The EUR/USD currency pair has pulled back from highs above 1.1600, now trading around 1.1560. This shift comes after a mixed bag of data from the euro zone, with traders now anticipating Germany’s upcoming inflation figures. Overall, there’s a prevailing sentiment that the U.S. Federal Reserve may lower interest rates in December, adding pressure to the dollar, yet it still shows a potential 0.5% increase for the week.

Recent euro area statistics tell a complex story. Retail sales in October unexpectedly dipped, while the import price index surpassed expectations. The unemployment rate remained stable despite job creation falling short. Meanwhile, in France, the GDP figures aligned with initial forecasts, but consumer inflation stayed steady, which wasn’t what the markets anticipated, as they expected to see some upward movement in price pressures.

Trading activity was rather quiet on Friday as U.S. markets were operating at reduced capacity due to Thanksgiving festivities. Additionally, a data center outage at CME Group disrupted trading across currency platforms.

As the day progresses, Joachim Nagel, the President of the German Bundesbank and a member of the ECB, might offer further insights on the euro. Interestingly, there’s quite a void in the U.S. economic calendar today, all thanks to the Thanksgiving holiday.

Heightened expectations of Fed rate cuts impact dollar recovery

  • The U.S. dollar has seen some strengthening, with Treasury yields recovering slightly, although significant gains seem limited. The dollar index’s (DXY) weekly performance is notably the weakest since July.
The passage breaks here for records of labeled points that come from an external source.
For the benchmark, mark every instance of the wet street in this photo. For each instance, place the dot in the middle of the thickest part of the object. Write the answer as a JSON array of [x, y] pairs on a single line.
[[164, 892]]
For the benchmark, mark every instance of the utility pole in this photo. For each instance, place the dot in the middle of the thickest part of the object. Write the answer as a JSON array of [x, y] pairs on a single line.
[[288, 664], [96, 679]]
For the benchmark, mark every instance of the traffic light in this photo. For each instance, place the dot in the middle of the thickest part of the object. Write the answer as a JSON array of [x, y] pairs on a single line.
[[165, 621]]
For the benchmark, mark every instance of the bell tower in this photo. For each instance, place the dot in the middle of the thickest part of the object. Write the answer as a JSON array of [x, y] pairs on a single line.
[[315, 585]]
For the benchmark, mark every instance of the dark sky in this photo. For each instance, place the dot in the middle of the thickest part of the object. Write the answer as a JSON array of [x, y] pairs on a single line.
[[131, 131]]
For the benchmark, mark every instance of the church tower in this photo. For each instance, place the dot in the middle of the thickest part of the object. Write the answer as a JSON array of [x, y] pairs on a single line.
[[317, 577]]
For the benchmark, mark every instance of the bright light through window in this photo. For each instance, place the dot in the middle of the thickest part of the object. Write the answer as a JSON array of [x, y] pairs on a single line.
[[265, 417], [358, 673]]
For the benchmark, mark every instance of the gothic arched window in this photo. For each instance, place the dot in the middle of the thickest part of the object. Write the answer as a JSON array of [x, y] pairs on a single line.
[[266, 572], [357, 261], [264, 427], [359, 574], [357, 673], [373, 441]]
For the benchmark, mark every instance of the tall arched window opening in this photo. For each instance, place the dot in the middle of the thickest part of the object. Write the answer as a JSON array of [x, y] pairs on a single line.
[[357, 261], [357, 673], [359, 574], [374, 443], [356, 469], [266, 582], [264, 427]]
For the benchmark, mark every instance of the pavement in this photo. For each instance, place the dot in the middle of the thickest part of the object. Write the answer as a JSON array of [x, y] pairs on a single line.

As many central banks, including the ECB, appear to be nearing the end of their easing cycles, investors are speculating that the Fed might cut rates multiple times within the next year.
  • Data from Germany released early Friday indicated that retail consumption shrank by 0.3% in October, which was contrary to market predictions of a 0.2% increase. Year-on-year, retail sales rose by 0.9%, up from a previously adjusted 0.8% in September.
  • Following a 1% drop in September, Germany’s import price index decreased by 1.4% in October compared to the previous year, which was better than the expected 1.6% decline. The monthly index also saw an increase of 0.2%, matching September’s pace and defying expectations of remaining flat.
  • Data from Destatis showed that net jobs increased by just 1,000 in October, recovering from a 1,000 decrease in September. However, this is still below the market’s expectation of a 5,000 rise, with the unemployment rate holding steady at 6.3%.
  • In France, the third quarter’s GDP growth matched preliminary estimates of 0.5%, but the Consumer Price Index (CPI) showed no year-on-year growth, which is surprising as October had been expected to show an increase to 1% from the previous 0.8%.
  • The preliminary Harmonized Index of Consumer Prices for Germany, expected later Friday, is predicted to rise to a 2.4% annual rate in November from 2.3% in October, although a monthly contraction of 0.6% is anticipated after a 0.3% increase in October.

Technical Analysis: Bearish Pressure Increasing Towards 1.1550

The EUR/USD exhibit increased bearish pressure during Friday’s European trading session after a rejection at the 1.1600 mark. The 4-hour Relative Strength Index (RSI) is nearing the area below the 50 threshold, while the Moving Average Convergence Divergence (MACD) indicates a bearish trend by staying below the signal line.

A confirmed drop below the previous resistance at 1.1550, which aligns with highs noted on November 21st and 24th, might give sellers the confidence to target the significant level of 1.1500, just ahead of the November 5th low near 1.1470. The channel’s bottom, which is around 1.1420, seems quite distant as a target for upcoming sessions.

If there’s a bullish reversal, breaking through the previously mentioned channel’s upper limit around 1.1615 would confirm a trend reversal, potentially shifting focus to the October 28 high near 1.1670. Beyond that, the next target would be the high from October 17, just shy of 1.1730.